The focus of this crate is data layout, alignment and space-optization. It was crafted as an experiment when the wasmi interpreter required a more memory efficient representation of its internal bytecode. For example using a 3 bytes sized U24 instead of a 4 byte sized u32 in certain places allows the Rust compiler to pack data structures more efficiently in some cases, especially when using enum types.

If your primary focus is on the logical side where you are mostly interested in arithmetic operations on integer types with non-standard but fixed bitwidths then maybe the ux crate is a better fit for you.

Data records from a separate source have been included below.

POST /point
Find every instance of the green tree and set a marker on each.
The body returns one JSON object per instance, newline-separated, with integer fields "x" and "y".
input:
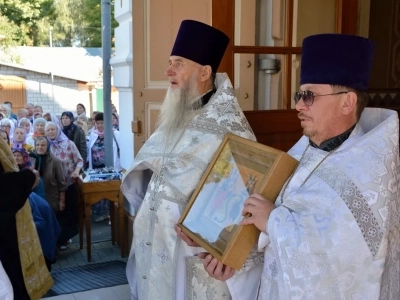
{"x": 11, "y": 35}
{"x": 28, "y": 15}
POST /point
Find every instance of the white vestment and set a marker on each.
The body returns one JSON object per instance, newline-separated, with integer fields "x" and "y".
{"x": 160, "y": 265}
{"x": 6, "y": 290}
{"x": 338, "y": 235}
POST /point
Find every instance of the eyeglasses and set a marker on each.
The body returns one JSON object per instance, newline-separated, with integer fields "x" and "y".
{"x": 308, "y": 96}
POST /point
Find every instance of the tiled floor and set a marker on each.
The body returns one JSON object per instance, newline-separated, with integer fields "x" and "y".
{"x": 120, "y": 292}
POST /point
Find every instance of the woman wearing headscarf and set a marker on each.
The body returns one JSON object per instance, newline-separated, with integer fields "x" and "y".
{"x": 6, "y": 110}
{"x": 23, "y": 161}
{"x": 72, "y": 163}
{"x": 4, "y": 136}
{"x": 115, "y": 120}
{"x": 27, "y": 125}
{"x": 8, "y": 126}
{"x": 51, "y": 172}
{"x": 20, "y": 249}
{"x": 19, "y": 140}
{"x": 50, "y": 117}
{"x": 80, "y": 111}
{"x": 43, "y": 215}
{"x": 38, "y": 130}
{"x": 74, "y": 133}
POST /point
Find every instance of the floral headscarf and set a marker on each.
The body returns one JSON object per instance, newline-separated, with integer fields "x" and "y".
{"x": 68, "y": 130}
{"x": 10, "y": 123}
{"x": 36, "y": 121}
{"x": 41, "y": 159}
{"x": 60, "y": 137}
{"x": 23, "y": 121}
{"x": 25, "y": 157}
{"x": 18, "y": 145}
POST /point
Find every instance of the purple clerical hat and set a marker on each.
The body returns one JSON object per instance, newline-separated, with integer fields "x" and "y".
{"x": 337, "y": 59}
{"x": 200, "y": 43}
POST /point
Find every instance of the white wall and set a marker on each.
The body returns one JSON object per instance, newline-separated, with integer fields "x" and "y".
{"x": 122, "y": 64}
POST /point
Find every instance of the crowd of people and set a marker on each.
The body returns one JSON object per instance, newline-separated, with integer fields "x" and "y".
{"x": 57, "y": 148}
{"x": 334, "y": 230}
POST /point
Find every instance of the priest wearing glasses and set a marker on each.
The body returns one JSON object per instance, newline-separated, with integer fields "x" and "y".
{"x": 334, "y": 231}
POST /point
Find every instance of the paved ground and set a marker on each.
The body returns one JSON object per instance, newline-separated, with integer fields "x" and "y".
{"x": 102, "y": 250}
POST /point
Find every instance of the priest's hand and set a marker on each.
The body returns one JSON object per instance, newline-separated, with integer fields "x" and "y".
{"x": 215, "y": 268}
{"x": 184, "y": 237}
{"x": 258, "y": 209}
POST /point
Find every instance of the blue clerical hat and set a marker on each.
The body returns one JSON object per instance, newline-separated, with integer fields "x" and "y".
{"x": 201, "y": 43}
{"x": 337, "y": 59}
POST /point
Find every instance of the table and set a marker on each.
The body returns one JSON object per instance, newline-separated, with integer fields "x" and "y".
{"x": 92, "y": 192}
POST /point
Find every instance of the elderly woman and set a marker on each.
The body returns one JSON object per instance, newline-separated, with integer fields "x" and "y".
{"x": 38, "y": 130}
{"x": 6, "y": 110}
{"x": 115, "y": 120}
{"x": 72, "y": 163}
{"x": 80, "y": 111}
{"x": 51, "y": 172}
{"x": 8, "y": 126}
{"x": 74, "y": 133}
{"x": 4, "y": 136}
{"x": 23, "y": 161}
{"x": 16, "y": 187}
{"x": 19, "y": 140}
{"x": 43, "y": 215}
{"x": 27, "y": 125}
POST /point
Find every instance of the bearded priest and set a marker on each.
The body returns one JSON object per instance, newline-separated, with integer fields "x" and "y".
{"x": 199, "y": 108}
{"x": 335, "y": 230}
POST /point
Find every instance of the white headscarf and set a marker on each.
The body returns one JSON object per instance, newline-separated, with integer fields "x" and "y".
{"x": 8, "y": 122}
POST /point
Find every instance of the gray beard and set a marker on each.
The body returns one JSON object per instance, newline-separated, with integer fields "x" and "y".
{"x": 178, "y": 108}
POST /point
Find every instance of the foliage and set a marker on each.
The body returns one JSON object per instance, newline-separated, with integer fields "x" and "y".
{"x": 12, "y": 35}
{"x": 27, "y": 15}
{"x": 63, "y": 22}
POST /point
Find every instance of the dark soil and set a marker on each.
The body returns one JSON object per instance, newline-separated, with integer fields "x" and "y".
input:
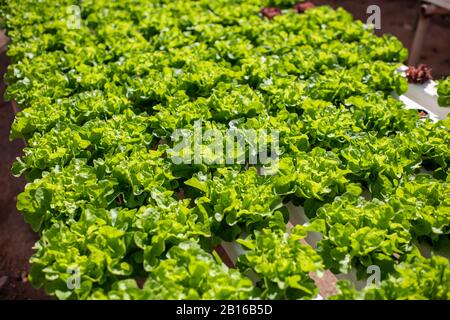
{"x": 398, "y": 17}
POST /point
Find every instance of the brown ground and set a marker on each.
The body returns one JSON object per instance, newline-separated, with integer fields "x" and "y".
{"x": 16, "y": 237}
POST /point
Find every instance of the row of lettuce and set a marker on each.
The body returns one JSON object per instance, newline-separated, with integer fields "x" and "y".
{"x": 120, "y": 220}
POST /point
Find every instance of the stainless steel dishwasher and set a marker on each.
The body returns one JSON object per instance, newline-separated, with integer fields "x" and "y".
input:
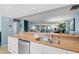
{"x": 23, "y": 47}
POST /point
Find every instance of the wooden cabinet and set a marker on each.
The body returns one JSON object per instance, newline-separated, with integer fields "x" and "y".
{"x": 36, "y": 48}
{"x": 53, "y": 50}
{"x": 16, "y": 46}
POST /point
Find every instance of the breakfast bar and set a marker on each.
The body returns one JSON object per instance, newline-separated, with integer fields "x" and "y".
{"x": 65, "y": 42}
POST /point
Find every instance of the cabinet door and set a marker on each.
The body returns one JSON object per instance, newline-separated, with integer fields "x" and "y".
{"x": 35, "y": 48}
{"x": 53, "y": 50}
{"x": 13, "y": 45}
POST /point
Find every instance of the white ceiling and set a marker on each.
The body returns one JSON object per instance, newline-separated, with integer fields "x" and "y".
{"x": 53, "y": 16}
{"x": 19, "y": 10}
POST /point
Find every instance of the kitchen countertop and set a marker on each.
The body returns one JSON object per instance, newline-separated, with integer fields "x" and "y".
{"x": 67, "y": 41}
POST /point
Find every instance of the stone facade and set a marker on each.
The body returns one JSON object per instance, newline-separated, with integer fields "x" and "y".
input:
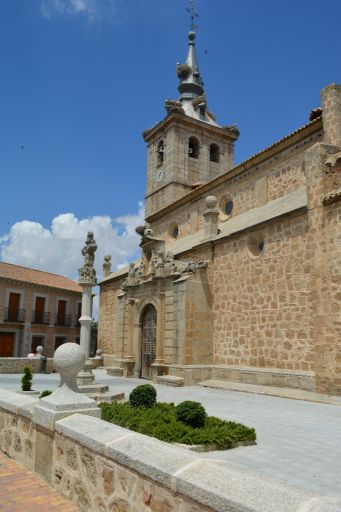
{"x": 28, "y": 325}
{"x": 254, "y": 290}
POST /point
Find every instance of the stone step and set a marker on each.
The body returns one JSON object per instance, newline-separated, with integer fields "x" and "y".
{"x": 107, "y": 397}
{"x": 295, "y": 394}
{"x": 93, "y": 388}
{"x": 170, "y": 380}
{"x": 115, "y": 371}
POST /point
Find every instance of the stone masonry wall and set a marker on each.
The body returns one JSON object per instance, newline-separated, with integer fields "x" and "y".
{"x": 107, "y": 316}
{"x": 274, "y": 178}
{"x": 262, "y": 305}
{"x": 17, "y": 364}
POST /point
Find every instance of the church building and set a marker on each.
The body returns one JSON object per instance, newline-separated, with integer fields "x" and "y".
{"x": 240, "y": 271}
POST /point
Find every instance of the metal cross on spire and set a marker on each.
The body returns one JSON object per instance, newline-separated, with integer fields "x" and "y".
{"x": 193, "y": 14}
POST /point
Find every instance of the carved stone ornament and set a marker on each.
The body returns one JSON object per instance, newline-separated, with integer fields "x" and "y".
{"x": 160, "y": 266}
{"x": 87, "y": 273}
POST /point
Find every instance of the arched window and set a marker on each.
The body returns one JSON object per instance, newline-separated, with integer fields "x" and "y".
{"x": 214, "y": 153}
{"x": 193, "y": 147}
{"x": 160, "y": 152}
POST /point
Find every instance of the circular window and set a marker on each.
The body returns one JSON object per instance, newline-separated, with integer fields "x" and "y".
{"x": 255, "y": 245}
{"x": 173, "y": 230}
{"x": 225, "y": 208}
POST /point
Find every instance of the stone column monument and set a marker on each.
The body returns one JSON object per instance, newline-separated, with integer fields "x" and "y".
{"x": 87, "y": 279}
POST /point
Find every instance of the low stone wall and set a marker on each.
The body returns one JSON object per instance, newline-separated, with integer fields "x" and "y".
{"x": 103, "y": 467}
{"x": 193, "y": 374}
{"x": 17, "y": 364}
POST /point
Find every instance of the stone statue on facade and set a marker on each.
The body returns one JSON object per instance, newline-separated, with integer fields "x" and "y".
{"x": 87, "y": 273}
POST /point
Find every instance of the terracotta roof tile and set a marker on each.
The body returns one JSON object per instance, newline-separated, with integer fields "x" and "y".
{"x": 37, "y": 277}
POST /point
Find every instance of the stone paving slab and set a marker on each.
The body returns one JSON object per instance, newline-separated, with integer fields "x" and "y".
{"x": 294, "y": 394}
{"x": 298, "y": 441}
{"x": 22, "y": 491}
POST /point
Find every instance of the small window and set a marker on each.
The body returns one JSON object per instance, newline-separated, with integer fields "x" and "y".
{"x": 174, "y": 230}
{"x": 228, "y": 207}
{"x": 255, "y": 245}
{"x": 193, "y": 147}
{"x": 214, "y": 153}
{"x": 160, "y": 152}
{"x": 225, "y": 207}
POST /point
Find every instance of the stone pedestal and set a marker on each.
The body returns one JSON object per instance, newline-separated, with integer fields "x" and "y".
{"x": 67, "y": 399}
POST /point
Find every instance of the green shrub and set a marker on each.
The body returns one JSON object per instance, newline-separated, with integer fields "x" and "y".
{"x": 191, "y": 413}
{"x": 160, "y": 421}
{"x": 46, "y": 392}
{"x": 26, "y": 381}
{"x": 143, "y": 396}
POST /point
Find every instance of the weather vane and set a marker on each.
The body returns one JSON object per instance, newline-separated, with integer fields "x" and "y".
{"x": 193, "y": 14}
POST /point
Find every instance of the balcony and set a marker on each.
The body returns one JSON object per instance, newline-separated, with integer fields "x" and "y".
{"x": 64, "y": 320}
{"x": 14, "y": 315}
{"x": 40, "y": 317}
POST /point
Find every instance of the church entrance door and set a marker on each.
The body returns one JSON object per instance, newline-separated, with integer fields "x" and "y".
{"x": 148, "y": 341}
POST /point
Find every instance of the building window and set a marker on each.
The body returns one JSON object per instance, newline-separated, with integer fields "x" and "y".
{"x": 214, "y": 153}
{"x": 13, "y": 312}
{"x": 160, "y": 152}
{"x": 193, "y": 147}
{"x": 256, "y": 245}
{"x": 173, "y": 230}
{"x": 39, "y": 315}
{"x": 62, "y": 317}
{"x": 36, "y": 342}
{"x": 225, "y": 208}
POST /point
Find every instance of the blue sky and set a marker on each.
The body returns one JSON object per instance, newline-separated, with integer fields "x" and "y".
{"x": 81, "y": 80}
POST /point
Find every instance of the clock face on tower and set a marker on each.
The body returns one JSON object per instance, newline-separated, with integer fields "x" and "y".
{"x": 159, "y": 175}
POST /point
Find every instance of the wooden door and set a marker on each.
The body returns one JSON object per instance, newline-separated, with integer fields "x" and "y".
{"x": 79, "y": 313}
{"x": 61, "y": 312}
{"x": 39, "y": 310}
{"x": 36, "y": 341}
{"x": 13, "y": 307}
{"x": 6, "y": 344}
{"x": 148, "y": 341}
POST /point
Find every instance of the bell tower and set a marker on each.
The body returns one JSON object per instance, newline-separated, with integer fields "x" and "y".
{"x": 188, "y": 147}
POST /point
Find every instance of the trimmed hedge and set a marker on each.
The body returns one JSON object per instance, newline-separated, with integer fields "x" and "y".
{"x": 191, "y": 413}
{"x": 160, "y": 421}
{"x": 143, "y": 396}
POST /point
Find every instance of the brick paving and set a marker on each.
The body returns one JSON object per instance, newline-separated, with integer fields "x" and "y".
{"x": 22, "y": 491}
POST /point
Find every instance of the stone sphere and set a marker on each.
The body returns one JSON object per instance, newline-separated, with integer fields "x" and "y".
{"x": 211, "y": 202}
{"x": 69, "y": 358}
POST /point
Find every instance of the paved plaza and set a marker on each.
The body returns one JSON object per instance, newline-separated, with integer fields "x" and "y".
{"x": 297, "y": 441}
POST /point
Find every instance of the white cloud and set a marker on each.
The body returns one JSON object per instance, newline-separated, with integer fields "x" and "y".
{"x": 58, "y": 249}
{"x": 93, "y": 10}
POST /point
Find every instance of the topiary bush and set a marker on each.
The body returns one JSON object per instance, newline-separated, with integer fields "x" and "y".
{"x": 46, "y": 392}
{"x": 26, "y": 381}
{"x": 191, "y": 413}
{"x": 143, "y": 396}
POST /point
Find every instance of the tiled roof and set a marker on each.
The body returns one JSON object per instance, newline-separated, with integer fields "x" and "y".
{"x": 310, "y": 127}
{"x": 37, "y": 277}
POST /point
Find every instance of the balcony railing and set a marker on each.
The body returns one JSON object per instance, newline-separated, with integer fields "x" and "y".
{"x": 40, "y": 317}
{"x": 64, "y": 320}
{"x": 14, "y": 315}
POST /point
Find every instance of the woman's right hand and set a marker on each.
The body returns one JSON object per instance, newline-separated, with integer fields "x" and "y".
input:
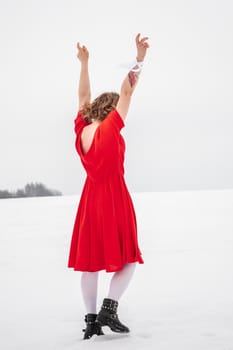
{"x": 83, "y": 53}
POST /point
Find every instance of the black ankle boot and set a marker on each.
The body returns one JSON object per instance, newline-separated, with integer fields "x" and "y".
{"x": 108, "y": 316}
{"x": 92, "y": 326}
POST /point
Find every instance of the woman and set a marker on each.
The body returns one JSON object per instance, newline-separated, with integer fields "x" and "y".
{"x": 105, "y": 229}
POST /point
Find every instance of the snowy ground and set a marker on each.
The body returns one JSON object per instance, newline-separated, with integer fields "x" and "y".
{"x": 180, "y": 299}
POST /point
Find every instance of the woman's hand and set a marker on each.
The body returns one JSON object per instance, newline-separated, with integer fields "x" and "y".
{"x": 142, "y": 46}
{"x": 83, "y": 53}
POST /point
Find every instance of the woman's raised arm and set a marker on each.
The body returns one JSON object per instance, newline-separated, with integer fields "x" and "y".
{"x": 130, "y": 81}
{"x": 84, "y": 90}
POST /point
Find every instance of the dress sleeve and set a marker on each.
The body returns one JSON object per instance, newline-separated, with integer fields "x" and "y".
{"x": 79, "y": 123}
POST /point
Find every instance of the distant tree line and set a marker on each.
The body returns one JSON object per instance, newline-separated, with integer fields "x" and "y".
{"x": 30, "y": 190}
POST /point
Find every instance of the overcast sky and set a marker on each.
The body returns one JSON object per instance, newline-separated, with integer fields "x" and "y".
{"x": 179, "y": 128}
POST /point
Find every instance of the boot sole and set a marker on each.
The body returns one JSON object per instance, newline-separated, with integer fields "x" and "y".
{"x": 103, "y": 324}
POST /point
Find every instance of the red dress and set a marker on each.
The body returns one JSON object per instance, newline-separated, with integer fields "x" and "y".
{"x": 105, "y": 229}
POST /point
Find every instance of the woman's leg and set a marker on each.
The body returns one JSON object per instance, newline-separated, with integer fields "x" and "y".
{"x": 120, "y": 281}
{"x": 89, "y": 285}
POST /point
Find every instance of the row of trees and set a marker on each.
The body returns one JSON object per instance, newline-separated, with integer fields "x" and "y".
{"x": 30, "y": 190}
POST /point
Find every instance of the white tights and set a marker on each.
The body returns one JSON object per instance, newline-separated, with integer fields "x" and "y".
{"x": 118, "y": 284}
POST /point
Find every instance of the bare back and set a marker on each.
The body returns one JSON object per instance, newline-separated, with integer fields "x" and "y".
{"x": 87, "y": 136}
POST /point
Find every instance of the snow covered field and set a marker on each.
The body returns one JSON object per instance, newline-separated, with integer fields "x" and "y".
{"x": 180, "y": 299}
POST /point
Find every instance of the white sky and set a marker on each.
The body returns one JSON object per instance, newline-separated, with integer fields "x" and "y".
{"x": 179, "y": 129}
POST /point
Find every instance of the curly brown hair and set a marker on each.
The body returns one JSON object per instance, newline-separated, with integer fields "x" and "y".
{"x": 100, "y": 107}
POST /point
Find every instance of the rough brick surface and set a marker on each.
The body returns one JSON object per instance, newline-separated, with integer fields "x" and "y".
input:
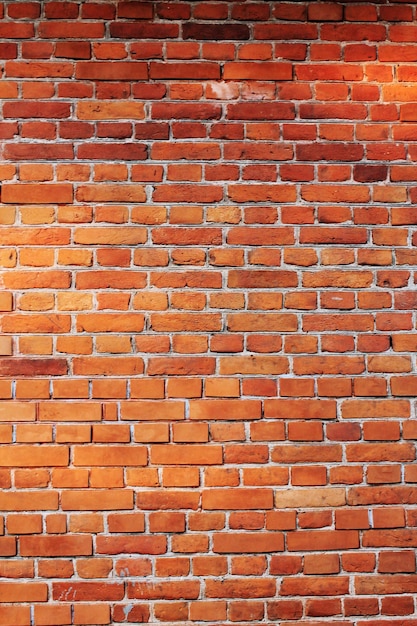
{"x": 207, "y": 312}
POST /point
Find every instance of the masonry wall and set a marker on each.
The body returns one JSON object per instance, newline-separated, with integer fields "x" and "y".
{"x": 208, "y": 328}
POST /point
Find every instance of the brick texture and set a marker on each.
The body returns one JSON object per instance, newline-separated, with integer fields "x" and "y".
{"x": 207, "y": 312}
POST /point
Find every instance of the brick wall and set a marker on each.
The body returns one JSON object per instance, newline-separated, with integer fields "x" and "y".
{"x": 208, "y": 329}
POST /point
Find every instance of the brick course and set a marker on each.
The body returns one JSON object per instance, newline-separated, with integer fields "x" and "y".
{"x": 208, "y": 330}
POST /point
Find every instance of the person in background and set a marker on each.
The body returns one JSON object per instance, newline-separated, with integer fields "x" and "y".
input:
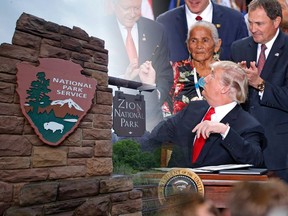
{"x": 229, "y": 23}
{"x": 138, "y": 51}
{"x": 203, "y": 45}
{"x": 259, "y": 199}
{"x": 284, "y": 22}
{"x": 226, "y": 135}
{"x": 264, "y": 58}
{"x": 239, "y": 5}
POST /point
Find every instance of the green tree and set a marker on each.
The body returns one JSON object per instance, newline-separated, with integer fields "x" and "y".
{"x": 37, "y": 93}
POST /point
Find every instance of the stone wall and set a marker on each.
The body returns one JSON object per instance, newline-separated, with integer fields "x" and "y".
{"x": 74, "y": 178}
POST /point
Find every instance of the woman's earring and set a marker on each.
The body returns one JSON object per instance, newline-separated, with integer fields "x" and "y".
{"x": 216, "y": 56}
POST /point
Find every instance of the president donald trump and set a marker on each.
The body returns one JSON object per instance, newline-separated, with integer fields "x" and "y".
{"x": 217, "y": 130}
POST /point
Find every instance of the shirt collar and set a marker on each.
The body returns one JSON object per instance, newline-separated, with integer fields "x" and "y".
{"x": 206, "y": 15}
{"x": 222, "y": 111}
{"x": 269, "y": 45}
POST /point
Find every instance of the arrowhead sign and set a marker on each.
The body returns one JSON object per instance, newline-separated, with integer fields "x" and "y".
{"x": 54, "y": 97}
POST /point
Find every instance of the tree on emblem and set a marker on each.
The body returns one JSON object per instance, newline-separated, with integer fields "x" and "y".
{"x": 37, "y": 93}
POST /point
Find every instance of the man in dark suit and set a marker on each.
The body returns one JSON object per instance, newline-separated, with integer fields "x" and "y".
{"x": 150, "y": 65}
{"x": 229, "y": 23}
{"x": 232, "y": 136}
{"x": 268, "y": 93}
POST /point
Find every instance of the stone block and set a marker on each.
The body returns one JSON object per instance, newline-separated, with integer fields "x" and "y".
{"x": 101, "y": 109}
{"x": 97, "y": 134}
{"x": 77, "y": 161}
{"x": 18, "y": 52}
{"x": 116, "y": 184}
{"x": 7, "y": 163}
{"x": 97, "y": 42}
{"x": 6, "y": 192}
{"x": 23, "y": 175}
{"x": 26, "y": 40}
{"x": 130, "y": 206}
{"x": 99, "y": 166}
{"x": 98, "y": 206}
{"x": 79, "y": 33}
{"x": 88, "y": 143}
{"x": 80, "y": 152}
{"x": 38, "y": 193}
{"x": 8, "y": 65}
{"x": 102, "y": 78}
{"x": 62, "y": 206}
{"x": 103, "y": 148}
{"x": 14, "y": 145}
{"x": 71, "y": 44}
{"x": 67, "y": 172}
{"x": 11, "y": 124}
{"x": 47, "y": 51}
{"x": 7, "y": 91}
{"x": 81, "y": 57}
{"x": 135, "y": 194}
{"x": 98, "y": 67}
{"x": 119, "y": 197}
{"x": 78, "y": 188}
{"x": 26, "y": 211}
{"x": 3, "y": 207}
{"x": 104, "y": 98}
{"x": 49, "y": 157}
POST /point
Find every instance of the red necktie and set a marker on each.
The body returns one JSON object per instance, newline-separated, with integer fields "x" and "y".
{"x": 262, "y": 58}
{"x": 198, "y": 18}
{"x": 199, "y": 142}
{"x": 130, "y": 46}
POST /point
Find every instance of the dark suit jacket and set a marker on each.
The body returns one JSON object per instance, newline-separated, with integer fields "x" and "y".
{"x": 242, "y": 144}
{"x": 272, "y": 110}
{"x": 230, "y": 24}
{"x": 151, "y": 34}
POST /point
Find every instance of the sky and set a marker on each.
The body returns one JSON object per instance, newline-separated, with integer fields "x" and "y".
{"x": 80, "y": 13}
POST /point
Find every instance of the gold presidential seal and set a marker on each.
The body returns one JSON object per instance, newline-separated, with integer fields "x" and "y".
{"x": 178, "y": 181}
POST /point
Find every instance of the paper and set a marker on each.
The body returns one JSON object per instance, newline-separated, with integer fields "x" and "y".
{"x": 222, "y": 167}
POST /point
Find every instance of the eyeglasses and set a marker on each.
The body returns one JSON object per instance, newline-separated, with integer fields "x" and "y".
{"x": 128, "y": 9}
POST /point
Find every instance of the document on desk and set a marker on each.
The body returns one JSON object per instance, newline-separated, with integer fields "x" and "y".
{"x": 221, "y": 167}
{"x": 247, "y": 171}
{"x": 209, "y": 169}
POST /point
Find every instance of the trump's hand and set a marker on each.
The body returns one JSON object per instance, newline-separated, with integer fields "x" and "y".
{"x": 252, "y": 73}
{"x": 147, "y": 73}
{"x": 132, "y": 70}
{"x": 205, "y": 128}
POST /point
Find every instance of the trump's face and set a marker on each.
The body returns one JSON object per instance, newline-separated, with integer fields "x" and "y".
{"x": 213, "y": 87}
{"x": 197, "y": 6}
{"x": 127, "y": 11}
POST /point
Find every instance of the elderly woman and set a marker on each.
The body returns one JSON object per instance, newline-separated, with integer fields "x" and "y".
{"x": 203, "y": 45}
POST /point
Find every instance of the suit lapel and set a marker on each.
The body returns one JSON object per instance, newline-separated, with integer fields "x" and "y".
{"x": 182, "y": 28}
{"x": 275, "y": 53}
{"x": 215, "y": 139}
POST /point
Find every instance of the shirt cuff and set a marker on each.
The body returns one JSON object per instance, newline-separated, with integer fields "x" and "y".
{"x": 226, "y": 132}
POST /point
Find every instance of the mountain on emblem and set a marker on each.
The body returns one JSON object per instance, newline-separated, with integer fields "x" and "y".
{"x": 54, "y": 97}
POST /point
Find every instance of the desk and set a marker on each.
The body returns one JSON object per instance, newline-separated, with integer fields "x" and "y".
{"x": 216, "y": 186}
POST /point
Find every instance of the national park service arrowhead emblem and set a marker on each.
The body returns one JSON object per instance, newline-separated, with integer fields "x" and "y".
{"x": 54, "y": 97}
{"x": 177, "y": 181}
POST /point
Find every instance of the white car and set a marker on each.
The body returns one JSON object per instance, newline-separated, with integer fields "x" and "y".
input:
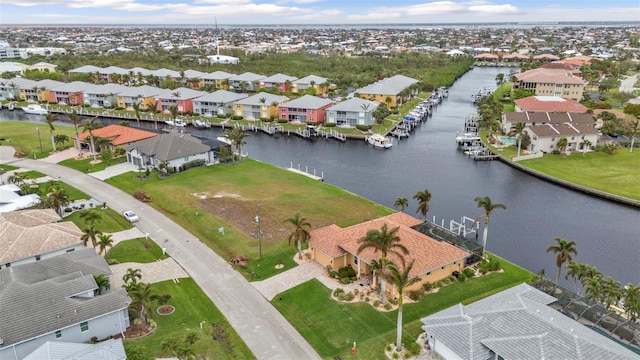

The alternative ux crate provides non-standard and fixed bitwidth integers as well but the focus of both crates is very different.

Property intx ux
size_of All integer types require the minimum number of bytes for their representation. For example, size_of<intx::U24>() == 3 All integer types have the same size_of as the next biggest Rust built-in integer primitive. For example, size_of<ux::u24>() == size_of<u32>() == 4
align_of All integer types have an alignment of 1. If another alignment is needed it is possible to wrap the integer type in a newtype and enforce another alignment via #[align(N)] All integer types have the same align_of as the next biggest Rust built-in integer primitive. For example align_of<ux::u24>() == align_of<u32> == 4.
Focus Data layout and alignment of packed data structures using integers. Arithmetic operations on non-standard bitwidth integer types.
API Integer types provide a minimal API surface. Mostly From and TryFrom impls between integers and Rust primitives as well as endian-aware byte conversions known from Rust primitives such as to_ne_bytes and from_le_bytes. Integer types try to mimick Rust built-in integer types providing a fair amount of arithmetic operations on them.

Both crates provide rich support for conversions between different integer types and Rust primitives.


Licensed under either of

at your option.


Unless you explicitly state otherwise, any contribution intentionally submitted for inclusion in the work by you, as defined in the Apache-2.0 license, shall be dual licensed as above, without any additional terms or conditions.